B. Liquidity and Capital Resources

We have financed our operations primarily through cash and cash equivalents, marketable securities, as well as cash generated from our business operations, including customers' prepayments under LTAs. As of June 30, 2023, our cash, cash equivalents and marketable securities balances of $3.3 billion included $1.8 billion of cash and cash equivalents and $1.5 billion of marketable securities.

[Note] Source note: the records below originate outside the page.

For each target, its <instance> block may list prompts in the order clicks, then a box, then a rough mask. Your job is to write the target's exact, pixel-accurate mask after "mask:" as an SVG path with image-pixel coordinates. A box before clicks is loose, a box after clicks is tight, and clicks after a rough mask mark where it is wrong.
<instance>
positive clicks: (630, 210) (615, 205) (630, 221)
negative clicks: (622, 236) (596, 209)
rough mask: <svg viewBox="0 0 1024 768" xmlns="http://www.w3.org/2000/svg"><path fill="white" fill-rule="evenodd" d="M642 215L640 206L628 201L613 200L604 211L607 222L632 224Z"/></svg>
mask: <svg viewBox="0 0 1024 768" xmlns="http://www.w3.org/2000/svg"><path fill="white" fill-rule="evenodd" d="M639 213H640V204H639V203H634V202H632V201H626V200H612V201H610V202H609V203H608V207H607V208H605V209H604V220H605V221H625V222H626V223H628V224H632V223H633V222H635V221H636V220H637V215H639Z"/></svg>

As of June 30, 2023 and December 31, 2022, we had an undrawn revolving credit facility of $1 billion. In addition to our available revolver, we had $2.4 billion and $2.5 billion of debt outstanding as of June 30, 2023 and December 31, 2022, respectively, which was primarily comprised of multiple term loans in various currencies. Our future capital requirements will depend on many factors, including our revenue growth rate, the timing and the amount we receive from customers, the timing and extent of our expansion in new territories, spending to support research and development efforts, the introduction of new and enhanced products and solutions, and the continuing market adoption of our technology offerings. We may from time to time seek to raise additional capital to support our growth. We believe that our existing cash, cash equivalents, investment in marketable securities, credit under our revolving credit facility, and expected cash generated from operations, are sufficient to meet our capital requirements.

Cash Flows

The following table shows a summary of our cash flows for the periods presented:

Six Months Ended June 30,

20232022
Cash provided by operating activities$1,025 $1,454 
Cash used in investing activities(1,474)(2,243)
Cash (used in) provided by financing activities(71)325 
Effect of exchange rate changes on cash and cash equivalents
$— $(1)
Net decrease in cash and cash equivalents$(520)$(465)

Operating Activities
Cash provided by operating activities for the six-months ended June 30, 2023 of $1,025 million decreased $429 million compared to the $1,454 million provided for the six-month period ended June 30, 2022. The decrease was primarily attributable to higher net income of $49 million, adjusted for $136 million of reduced depreciation and amortization of intangible assets and $25 million of lower share-based compensation expense. Unfavorable changes in working capital of $353 million included a decrease in trade and other payables of $421 million driven by a decrease in advances and deposits, and an increase in inventory of $24 million dues to ongoing cyclical headwinds facing the semiconductor industry, in part caused by recent macroeconomic events which have led to softness in certain consumer-centric markets. This was partially offset by lower prepayments received in the current year as compared to the prior year, which contributed to a decrease in receivables, prepayments other non-current assets and other assets of $92 million.

Investing Activities
Cash used in investing activities for the six-months ended June 30, 2023 of $1,474 million, improved $769 million compared to the use of $2,243 million for the six-month period ended June 30, 2022. The decrease was primarily driven by $319 million lower net purchases of marketable securities in the current year, as compared to 2022, and $238 million in proceeds from the sale of the East Fishkill business. Additionally, in the prior year, we incurred higher capital expenditures associated with activities to expand capacity within certain of our fabrication facilities. In the current year, costs associated with those expansion activities have moderated, resulting in a decrease of $213 million from the prior year period, where capital expenditures were $1,252 million, net of a $152 million tax credit refund from the State of New York.

Financing Activities
Cash used in financing activities for the six-months ended June 30, 2023 of $71 million decreased $396 million as compared to the cash provided by financing activities of $325 million for the six-months ended June 30, 2022. The decrease was primarily attributable to reduced net borrowings of $348 million and lower proceeds from the issuance of equity instruments of $48 million.